Williams fellows embody the spirit of innovation in teaching and learning, but they also represent the collaborative ideal of reaching across disciplines and departments to create change and opportunities for students.
For Pompper, who holds an endowed chair in public relations, the lack of opportunities for peer engagement in a transformed academic landscape was a challenge she met head-on.
Enter the 2020 One World Symposium, the first virtual, multiuniversity conference for the presentation of student research reports. Pompper used the Padlet platform to create a forum that allowed more than 200 students across five different universities the opportunity to broaden their view of media and diversity through interdisciplinary engagement with students across the nation.
Pompper hopes to use the award to build on the symposium and grow the experience to benefit students on an international scale.
“What I've been able to do, very humbly I say, is create a larger learning experience for students not only at the UO but at these other universities as well,” Pompper said. “I'm just overwhelmed at how amazing this kind of recognition is for my school, and at the opportunity to be rewarded for the work that I've done.”
Parthasarathy has been a physics professor at the UO since 2006. Being a college professor combined Parthasarathy’s love for both learning and teaching.
“I really liked both the idea of exploring science and physics but also being in a place where people are learning,” he said. “Being at this university is really, really great, because you can interact with students and teach. I learn a lot from them.”
Over his 15-year career, Parthasarathy has been involved with programs such as the Summer Academy to Inspire Learning and the Science Literacy Program. His passion for programs that encourage nonscience majors to learn science has been a guiding passion throughout his career.
Parthasarathy said being awarded the Williams Fellowship bolsters confidence in his innovative approach to teaching and lesson planning, employing an active learning style of instruction.
“It's tough when you're experimenting with courses to know if what you’re designing is worth the time and effort,” he said. “And you do always kind of wonder, ‘Am I right, or am I wasting my time?
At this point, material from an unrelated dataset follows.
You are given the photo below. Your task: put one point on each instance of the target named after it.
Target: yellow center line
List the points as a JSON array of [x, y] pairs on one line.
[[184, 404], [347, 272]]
Does anybody care that I'm experimenting?’ So I'm really thankful for this award.”
Sabzalian credits her accomplishments as an assistant professor of indigenous studies in education to support of family, friends and mentors, including Lyllye Reynolds-Parker, a former academic adviser at the UO who helped her on the path to becoming a teacher.
Ever grateful for her own supportive community, Sabzalian is now focused on supporting future teachers, especially future Native teachers who will go on to teach in tribal communities, through UO’s SapsikwalaTeacher Education Program, which she co-directs.
Regardless of who and where her students will teach, Sabzalian’s emphasis in teaching is around decolonizing knowledge through a learning process she describes as transformative, healing and joyful.
“I hope that all of the students I work with recognize that their presence on Indigenous homelands means they have a responsibility to dismantle systems that harm Indigenous peoples and work toward a future in which Indigenous peoples thrive,” Sabzalian said.
“Our hope is to find and reward teachers who inspire and encourage undergraduates, really excite them about learning and lead them to think critically,” Williams said. “When I read the nomination letters, I am in awe of the efforts that faculty members go to to ‘turn on’ their students to the class material or to mentor them or to assist those who are struggling. To see the best of these named Williams Fellows makes us very proud of our association with Oregon.”